MINGGU , 18 NOVEMBER 2018

Prajurit Kodim Diberi Bekal Hadapi Ancaman Teroris

Reporter:

Editor:

Niar

Jumat , 03 Maret 2017 20:18
Prajurit Kodim Diberi Bekal Hadapi Ancaman Teroris

int

MAJENE, RAKYATSULSEL.COM – Aksi terorisme akhir akhir ini menjadi topik berita menarik dan menjadi sorotan tajam bagi semua kalangan terutama TNI dan Polri.

Dalam rangka memberikan pemahaman dan pengetahuan dinamika terorisme maka pada Hari jumat (3/3) Pkl 08.00 wita, bertempat di Aula Makodim 1401/Majene Jalan Jenderal Sudirman No 178 Kab, Majene, telah berlangsung Kegiatan Pembinaan Kesiapan Aparat Kewilayahan dan Kemampuan Teritorial Kodim 1401/Majene.

Pada hari kedua dengan Pembawa Materi Kapolres Majene AKBP Grendie Teguh Pidegso SIK serta diikuti kurang lebih 100 orang diantaranya : Dandim 1401/Majene Letkol Inf Rahman , Kapolres Majene AKBP Grendie Teguh Pidegso SIK, Kasdim 1401/Majene Mayor Arm Syafaruddin, para Perwira Staf Kodim 1401/Majene, Para Danramil jajaran Kodim 1401/Majene, Kasat Intelkam Polres Majene Iptu Muh Tauhid , Kasat Reskrim Polres Majene AKP Saiful Isnaini, SE, SIK

Dalam kata sambutannya Kapolres Majene AKBP Grendie Teguh Pidegso SIK, menyampaikan bahwa Terorisme adalah kejahatan terhadap peradaban manusia (crimes againts civilation) dan menjadi musuh umat manusia.

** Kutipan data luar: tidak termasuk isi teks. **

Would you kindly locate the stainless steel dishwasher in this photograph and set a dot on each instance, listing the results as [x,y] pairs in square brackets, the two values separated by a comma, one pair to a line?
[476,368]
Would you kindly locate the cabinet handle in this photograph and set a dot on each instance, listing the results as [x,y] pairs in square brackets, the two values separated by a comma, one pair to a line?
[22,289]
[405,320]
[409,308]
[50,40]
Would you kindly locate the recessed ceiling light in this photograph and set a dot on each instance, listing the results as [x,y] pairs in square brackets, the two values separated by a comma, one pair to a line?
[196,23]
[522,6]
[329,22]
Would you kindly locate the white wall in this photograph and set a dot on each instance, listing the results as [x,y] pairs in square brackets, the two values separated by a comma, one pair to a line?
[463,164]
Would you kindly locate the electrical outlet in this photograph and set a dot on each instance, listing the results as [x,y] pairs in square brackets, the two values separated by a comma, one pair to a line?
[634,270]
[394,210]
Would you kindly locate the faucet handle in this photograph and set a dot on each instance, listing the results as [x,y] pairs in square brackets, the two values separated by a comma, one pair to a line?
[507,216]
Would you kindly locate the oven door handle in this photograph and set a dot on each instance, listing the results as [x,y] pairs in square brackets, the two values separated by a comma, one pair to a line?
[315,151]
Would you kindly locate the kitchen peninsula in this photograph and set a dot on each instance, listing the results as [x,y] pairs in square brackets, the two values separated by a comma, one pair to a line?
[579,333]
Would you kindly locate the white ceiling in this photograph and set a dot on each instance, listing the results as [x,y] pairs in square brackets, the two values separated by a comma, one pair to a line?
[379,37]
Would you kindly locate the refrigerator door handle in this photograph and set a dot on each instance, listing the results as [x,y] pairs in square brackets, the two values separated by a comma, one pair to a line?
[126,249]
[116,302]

Terorisme merupakan kejahatan luar biasa (Extraordinary crime) yang menimbulkan bahaya terhadap keamanan, menimbulkan rasa takut terhadap setiap orang, menggangu kesejahteraan masyarakat.

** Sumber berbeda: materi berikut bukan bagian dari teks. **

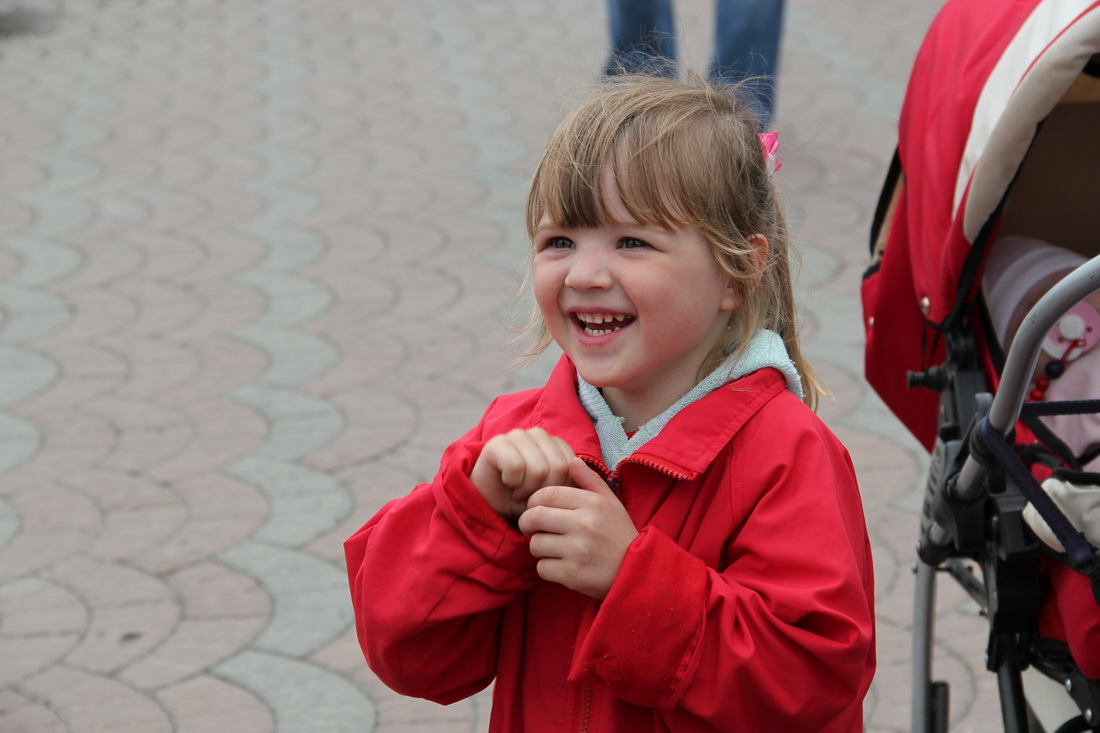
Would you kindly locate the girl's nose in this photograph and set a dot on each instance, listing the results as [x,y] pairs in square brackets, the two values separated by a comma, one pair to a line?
[589,271]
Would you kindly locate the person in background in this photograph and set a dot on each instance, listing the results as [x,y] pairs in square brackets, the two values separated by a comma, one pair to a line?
[746,43]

Kapolres Majene meminta kepada Pihak TNI Polri harus jelih dan waspada dalam penanganan teror di Indonesia Memasang Mata dan telinga di setiap wilayah utamanya kab Majene agar dapat mengantisipasi setiap pergerakan teror.

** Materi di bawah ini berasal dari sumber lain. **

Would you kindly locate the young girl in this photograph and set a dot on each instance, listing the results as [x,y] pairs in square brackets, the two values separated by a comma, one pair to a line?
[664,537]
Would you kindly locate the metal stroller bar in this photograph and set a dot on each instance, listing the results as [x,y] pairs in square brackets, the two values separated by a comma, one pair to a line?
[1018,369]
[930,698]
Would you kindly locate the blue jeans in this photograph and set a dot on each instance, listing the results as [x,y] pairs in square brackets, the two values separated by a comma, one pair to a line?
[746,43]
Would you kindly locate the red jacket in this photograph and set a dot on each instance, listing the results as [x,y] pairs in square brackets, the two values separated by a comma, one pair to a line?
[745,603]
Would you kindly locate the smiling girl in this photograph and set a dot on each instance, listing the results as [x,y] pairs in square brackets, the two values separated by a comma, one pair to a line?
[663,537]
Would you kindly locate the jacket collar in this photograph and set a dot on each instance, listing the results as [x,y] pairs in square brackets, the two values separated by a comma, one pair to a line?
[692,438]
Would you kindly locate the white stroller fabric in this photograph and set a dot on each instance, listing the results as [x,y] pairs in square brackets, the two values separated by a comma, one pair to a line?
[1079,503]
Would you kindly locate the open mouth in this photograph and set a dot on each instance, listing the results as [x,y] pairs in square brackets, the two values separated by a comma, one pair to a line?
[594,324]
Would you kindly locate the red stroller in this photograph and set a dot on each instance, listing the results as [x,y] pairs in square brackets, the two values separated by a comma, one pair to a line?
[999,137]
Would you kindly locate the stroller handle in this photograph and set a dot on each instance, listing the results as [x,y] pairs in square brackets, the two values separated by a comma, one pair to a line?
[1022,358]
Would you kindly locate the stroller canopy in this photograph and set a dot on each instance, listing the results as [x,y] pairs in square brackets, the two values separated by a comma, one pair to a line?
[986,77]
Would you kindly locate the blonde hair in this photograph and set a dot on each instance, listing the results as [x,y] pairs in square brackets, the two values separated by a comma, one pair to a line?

Proxy war adalah salah satu bentuk perlawanan dengan menggunakan pihak ketiga dalam bentuk penghancuran kepada suatu Negara melakukan tindakan dan aparat teritorial khususnya babinsa dan Binmas, Danramil dan Polsek agar melakukan patrols bersama untuk mengontorol wilayah.